For starters, £100 average isn’t a bad investment by current standards for an artist of Prince’s stature – some fans have paid much more to watch Kate Bush at her upcoming first live shows in 35 years in London. During Prince’s spate of guerrilla shows in London this year, some fans were lucky enough to catch him in venues as intimate as the 2,500-capacity KOKO or even 350-capacity Ronnie Scott’s Jazz Club (his last Glasgow performance in 1995 was a secret show at the Garage on Sauchiehall Street following two nights at the SECC). But the 13,000-capacity Hydro isn’t the most impersonal room in which to watch His Purpleness compared to stadiums and festivals. Prince isn’t a big man even close-up, so the nearer you can get, the better. More romantically, I’d argue Prince’s independent years have strengthened his aura of mystique and spontaneity, and that seeing him live now – a slave only to his muse – is a unique experience.
People baulking at ticket prices may not have been encouraged to take a punt on Prince by his almost wholesale absence from YouTube – for how else do casual gig-goers these days, especially those too young to have seen a veteran artist last time they came to town, tend to educate themselves before deciding whether or not to splash out? Prince, ever-fastidious about controlling his brand, threatened legal action against the video streaming giant in 2007 and forced them to remove thousands of his videos and songs. One Pennsylvanian woman claimed she heard from lawyers just for having Let’s Go Crazy playing on a CD player in the background of a clip of her 18-month-old baby. Perversely, this icon of the MTV age, whose fame peaked when he starred in his own feature film, 1984’s Purple Rain, has become almost video invisible.

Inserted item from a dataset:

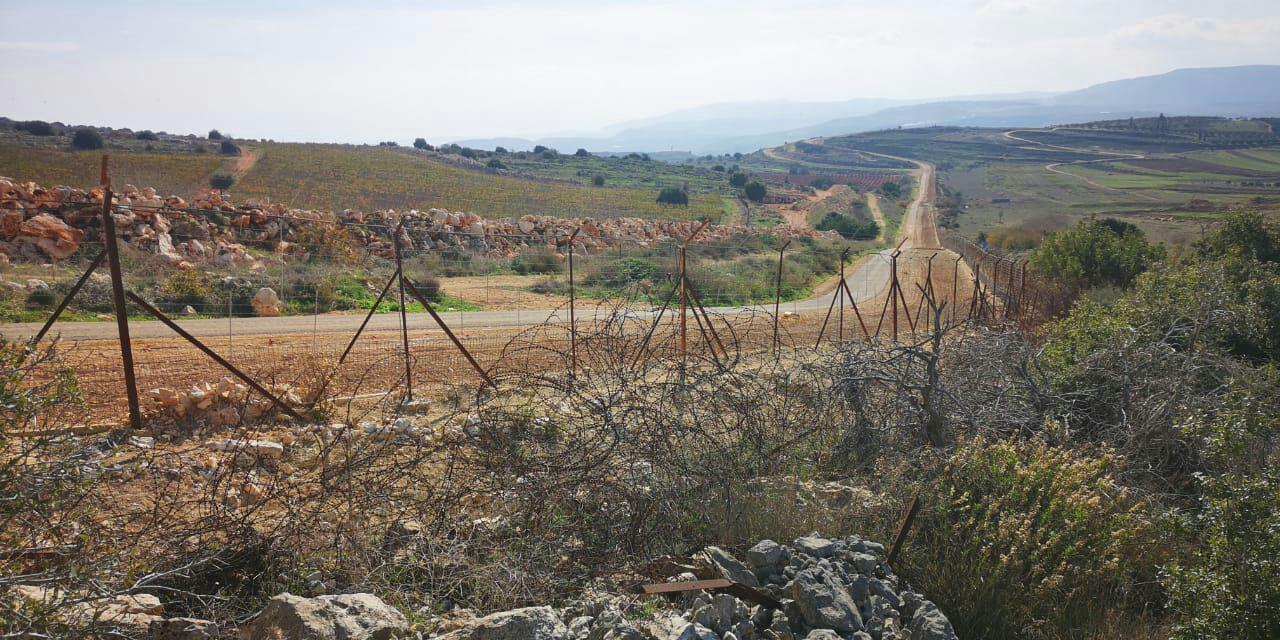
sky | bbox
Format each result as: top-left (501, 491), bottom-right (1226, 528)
top-left (2, 0), bottom-right (1279, 144)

As for the odd setlists – truly it’s a damning indictment of our times that an artist should be deemed less appealing for being unpredictable in concert. If ten years of gig reviewing have revealed to me any one increasing trend in large-scale live music, it’s the slow death of surprise, as stage shows grow ever more elaborately synchronised with video footage, lighting displays and dance routines, forcing the same setlist – even the same chat sometimes – to become increasingly necessary night in, night out. Are we really to do down an artist daring enough to whip out almost any song at any time from a crazily prolific 35-year career? I’ll gladly trade the mere shred of a possibility of losing it to the opening bars of When You Were Mine or Lady Cab Driver at some point for being sure he’ll do Raspberry Beret at 9:47pm.

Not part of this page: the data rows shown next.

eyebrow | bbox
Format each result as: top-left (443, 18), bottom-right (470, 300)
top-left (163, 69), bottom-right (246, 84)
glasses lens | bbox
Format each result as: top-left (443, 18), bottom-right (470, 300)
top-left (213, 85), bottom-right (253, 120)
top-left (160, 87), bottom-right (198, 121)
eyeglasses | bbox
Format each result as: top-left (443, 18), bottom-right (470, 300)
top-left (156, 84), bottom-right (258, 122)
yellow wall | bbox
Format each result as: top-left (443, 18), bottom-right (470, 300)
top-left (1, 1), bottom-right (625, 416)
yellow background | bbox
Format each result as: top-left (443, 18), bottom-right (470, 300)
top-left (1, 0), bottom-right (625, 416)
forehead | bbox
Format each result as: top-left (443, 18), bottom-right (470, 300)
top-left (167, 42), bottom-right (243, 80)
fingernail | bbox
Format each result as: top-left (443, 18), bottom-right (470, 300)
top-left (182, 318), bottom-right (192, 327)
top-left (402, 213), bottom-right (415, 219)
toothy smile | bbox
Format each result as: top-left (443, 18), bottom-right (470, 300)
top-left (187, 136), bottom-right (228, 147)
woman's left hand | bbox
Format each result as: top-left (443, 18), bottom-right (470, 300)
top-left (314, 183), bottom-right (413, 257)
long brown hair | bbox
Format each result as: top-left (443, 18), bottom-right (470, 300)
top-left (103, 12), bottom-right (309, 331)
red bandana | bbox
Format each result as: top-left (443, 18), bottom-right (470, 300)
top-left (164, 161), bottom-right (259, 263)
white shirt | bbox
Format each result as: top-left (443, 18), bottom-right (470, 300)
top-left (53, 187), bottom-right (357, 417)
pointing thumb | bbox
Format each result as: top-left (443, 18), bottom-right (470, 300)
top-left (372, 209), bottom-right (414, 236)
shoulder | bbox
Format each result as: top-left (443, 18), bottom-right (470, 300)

In his present condition, answerable only to his extravagant instinct, Prince is like a rare exotic bird perched atop his own cage. And yet, in another one of those unexpected flights of fancy to which he’s prone, he recently announced that he’s re-signed with Warners – the same record company he accused of reducing him to slavery, signalling his formal re-entry to the heart of a music industry he once derided as “the speculation business”. A 30th anniversary digitally remastered deluxe reissue of Purple Rain is in the works. From there, it’s not impossible to picture him doing one of those plays-classic-album-in-full tours so beloved of modern promoters.

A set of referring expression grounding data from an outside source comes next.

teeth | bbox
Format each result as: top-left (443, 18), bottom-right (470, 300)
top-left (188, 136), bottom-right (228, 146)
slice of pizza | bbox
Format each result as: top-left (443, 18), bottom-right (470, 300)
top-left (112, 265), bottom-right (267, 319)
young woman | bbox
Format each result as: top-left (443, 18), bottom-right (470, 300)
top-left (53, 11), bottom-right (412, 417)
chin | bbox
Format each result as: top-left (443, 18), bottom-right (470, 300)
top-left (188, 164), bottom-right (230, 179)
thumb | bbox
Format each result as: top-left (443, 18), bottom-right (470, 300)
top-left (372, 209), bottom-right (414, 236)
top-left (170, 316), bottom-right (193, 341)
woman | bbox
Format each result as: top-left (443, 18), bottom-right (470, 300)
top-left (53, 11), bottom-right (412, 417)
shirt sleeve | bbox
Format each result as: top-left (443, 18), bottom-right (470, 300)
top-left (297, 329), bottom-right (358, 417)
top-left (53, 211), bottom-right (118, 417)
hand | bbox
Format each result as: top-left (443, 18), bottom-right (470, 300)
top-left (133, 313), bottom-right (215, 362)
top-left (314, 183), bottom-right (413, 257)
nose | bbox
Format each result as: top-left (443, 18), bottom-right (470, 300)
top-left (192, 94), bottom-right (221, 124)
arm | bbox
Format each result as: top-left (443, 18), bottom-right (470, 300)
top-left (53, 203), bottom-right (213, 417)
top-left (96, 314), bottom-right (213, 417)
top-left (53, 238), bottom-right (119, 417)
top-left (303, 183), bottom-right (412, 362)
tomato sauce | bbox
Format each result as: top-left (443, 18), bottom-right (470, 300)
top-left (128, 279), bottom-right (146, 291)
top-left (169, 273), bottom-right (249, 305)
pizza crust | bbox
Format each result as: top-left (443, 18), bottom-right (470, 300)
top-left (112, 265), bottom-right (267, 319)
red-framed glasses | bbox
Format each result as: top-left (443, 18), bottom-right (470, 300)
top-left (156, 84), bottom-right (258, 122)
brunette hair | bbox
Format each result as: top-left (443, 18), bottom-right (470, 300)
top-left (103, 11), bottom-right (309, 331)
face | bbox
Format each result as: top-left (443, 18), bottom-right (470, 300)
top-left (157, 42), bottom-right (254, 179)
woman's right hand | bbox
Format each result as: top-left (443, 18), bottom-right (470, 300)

Prince’s wilderness years may be ending. If that means a return of greater quality control – and it’s tantalising to imagine him hooking up with a big-name contemporary producer or artist, a Daft Punk or a Danger Mouse, on his next record – so be it. But if it also means Prince’s wings as as a live entertainer are clipped, I definitely won’t regret shelling out a small-fortune for those tickets, even if I do have to watch this pint-sized purple pop deity from a vantage point up just beneath the rafters. Besides, I’m sure I’ll manage to sneak into standing.